Sound too unrealistic for a region that struggles with upgrading its crumbling bridges, paying for new roads and finding the money to rebuild its struggling Metro system? Possibly. But transit planners, advocates and government officials say the proposals aren’t just wishful thinking.
The Washington region consistently ranks near the top for having some of the worst traffic in the country. In 2014, residents spent an estimated 82 hours stuck in traffic — up from 74 hours in 2010, according to the Texas A&M Transportation Institute.
The region also is projected to add more than 1.5 million people and 1 million jobs by 2045, according to a report by the Metropolitan Washington Council of Governments, worsening congestion.
Separate studies are underway to determine the feasibility or next steps for projects such as the commuter ferry and the gondola to provide relief…Prince William County Supervisor Frank J. Principi has been pushing to bring commuter ferries to Washington’s waterways for over a decade.
The project was recently awarded a $174,000 federal grant for an environmental impact study.

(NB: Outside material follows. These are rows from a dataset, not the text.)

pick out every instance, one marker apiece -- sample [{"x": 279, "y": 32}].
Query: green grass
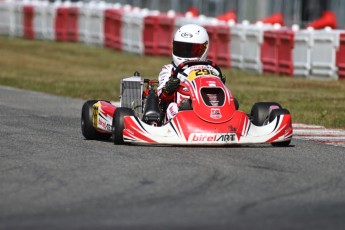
[{"x": 80, "y": 71}]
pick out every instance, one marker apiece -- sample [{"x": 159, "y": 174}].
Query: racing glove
[
  {"x": 223, "y": 78},
  {"x": 171, "y": 85}
]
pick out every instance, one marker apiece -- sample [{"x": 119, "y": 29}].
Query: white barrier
[
  {"x": 246, "y": 40},
  {"x": 323, "y": 54},
  {"x": 94, "y": 23},
  {"x": 6, "y": 17},
  {"x": 133, "y": 28},
  {"x": 314, "y": 55},
  {"x": 50, "y": 17},
  {"x": 302, "y": 53},
  {"x": 16, "y": 29},
  {"x": 40, "y": 20}
]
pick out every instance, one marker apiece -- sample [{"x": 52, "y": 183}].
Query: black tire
[
  {"x": 118, "y": 124},
  {"x": 89, "y": 132},
  {"x": 260, "y": 112},
  {"x": 272, "y": 116}
]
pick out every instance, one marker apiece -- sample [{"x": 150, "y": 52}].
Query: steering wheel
[{"x": 180, "y": 67}]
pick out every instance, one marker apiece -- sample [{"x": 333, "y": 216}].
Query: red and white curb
[{"x": 319, "y": 134}]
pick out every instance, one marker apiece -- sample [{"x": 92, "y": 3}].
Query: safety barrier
[
  {"x": 323, "y": 54},
  {"x": 113, "y": 28},
  {"x": 40, "y": 20},
  {"x": 94, "y": 24},
  {"x": 29, "y": 22},
  {"x": 17, "y": 28},
  {"x": 158, "y": 32},
  {"x": 256, "y": 47},
  {"x": 315, "y": 53},
  {"x": 132, "y": 31},
  {"x": 302, "y": 53},
  {"x": 246, "y": 42},
  {"x": 276, "y": 51},
  {"x": 166, "y": 29},
  {"x": 6, "y": 17},
  {"x": 219, "y": 51},
  {"x": 341, "y": 57}
]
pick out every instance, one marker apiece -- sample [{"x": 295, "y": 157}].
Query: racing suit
[{"x": 173, "y": 103}]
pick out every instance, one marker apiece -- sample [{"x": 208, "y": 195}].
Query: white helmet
[{"x": 191, "y": 42}]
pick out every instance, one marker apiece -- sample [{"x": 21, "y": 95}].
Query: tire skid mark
[{"x": 319, "y": 134}]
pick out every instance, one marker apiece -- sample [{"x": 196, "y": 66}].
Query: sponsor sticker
[
  {"x": 215, "y": 113},
  {"x": 186, "y": 35},
  {"x": 212, "y": 137}
]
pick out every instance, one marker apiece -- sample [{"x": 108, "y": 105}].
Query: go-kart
[{"x": 208, "y": 115}]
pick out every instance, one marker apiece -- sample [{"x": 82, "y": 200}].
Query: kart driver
[{"x": 191, "y": 42}]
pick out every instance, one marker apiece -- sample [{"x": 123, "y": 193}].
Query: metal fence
[{"x": 294, "y": 11}]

Principi (D-Woodbridge) said a market exists for fast ferry service between Alexandria and the District. Eventually, as areas along the Potomac River continue to develop, Principi envisions a wider system, accessed by bus, bike or rail, where commuters would pay fares with their Metro SmarTrip card, and with routes as far as the Occoquan in Woodbridge to the Washington Navy Yard.

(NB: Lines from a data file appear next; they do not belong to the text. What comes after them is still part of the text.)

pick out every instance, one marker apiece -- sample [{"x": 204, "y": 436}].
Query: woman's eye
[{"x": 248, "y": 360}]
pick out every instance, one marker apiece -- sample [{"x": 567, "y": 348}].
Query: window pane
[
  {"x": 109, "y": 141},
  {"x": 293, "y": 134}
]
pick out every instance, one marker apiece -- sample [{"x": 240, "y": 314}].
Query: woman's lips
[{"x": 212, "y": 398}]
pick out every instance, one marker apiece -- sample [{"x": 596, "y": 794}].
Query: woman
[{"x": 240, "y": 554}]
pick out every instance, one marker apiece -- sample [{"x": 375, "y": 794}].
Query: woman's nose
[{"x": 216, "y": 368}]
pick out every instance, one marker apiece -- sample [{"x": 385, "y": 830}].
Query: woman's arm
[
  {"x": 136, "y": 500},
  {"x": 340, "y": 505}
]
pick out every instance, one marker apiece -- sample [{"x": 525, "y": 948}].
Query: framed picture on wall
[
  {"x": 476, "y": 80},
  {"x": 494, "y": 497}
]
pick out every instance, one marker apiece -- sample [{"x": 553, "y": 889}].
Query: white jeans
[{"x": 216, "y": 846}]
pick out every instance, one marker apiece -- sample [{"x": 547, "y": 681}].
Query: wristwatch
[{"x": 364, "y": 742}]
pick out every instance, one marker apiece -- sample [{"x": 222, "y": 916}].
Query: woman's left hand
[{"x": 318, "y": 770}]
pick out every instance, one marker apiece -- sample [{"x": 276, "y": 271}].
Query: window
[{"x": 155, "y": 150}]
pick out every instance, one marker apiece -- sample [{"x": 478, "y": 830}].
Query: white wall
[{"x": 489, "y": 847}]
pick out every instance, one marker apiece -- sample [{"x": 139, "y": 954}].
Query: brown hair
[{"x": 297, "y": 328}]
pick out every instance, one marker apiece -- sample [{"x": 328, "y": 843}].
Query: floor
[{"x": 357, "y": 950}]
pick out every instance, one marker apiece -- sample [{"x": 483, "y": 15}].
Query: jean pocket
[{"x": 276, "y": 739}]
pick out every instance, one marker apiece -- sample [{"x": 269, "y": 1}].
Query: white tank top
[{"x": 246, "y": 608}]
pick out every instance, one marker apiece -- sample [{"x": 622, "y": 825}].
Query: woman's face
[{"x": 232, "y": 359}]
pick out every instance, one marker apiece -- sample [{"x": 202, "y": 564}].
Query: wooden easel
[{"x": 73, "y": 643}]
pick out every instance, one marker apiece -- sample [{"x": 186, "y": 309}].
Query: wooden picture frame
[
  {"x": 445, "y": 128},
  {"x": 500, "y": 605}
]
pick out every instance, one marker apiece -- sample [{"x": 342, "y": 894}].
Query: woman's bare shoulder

“I see no reason why we can’t have fast ferry service here in our own region. It’s just a matter of time,” Principi said. He said the project could come to fruition within five years.
Ferries are heavily used in harbor cities such as New York, San Francisco and Seattle. New York City, for example, recently announced plans to expand its ferry system to connect communities not served by the subway in Queens, Brooklyn and the Bronx to work centers in Lower Manhattan.
But in Washington, aside from some river taxi service mostly used by tourists, the concept of a commuter ferry has been largely unexplored.
“It’s too bad because the water is a great way to get around,” National Harbor developer Jon Peterson said in an interview earlier this year. “It is a great alternative. Every major city uses their waters.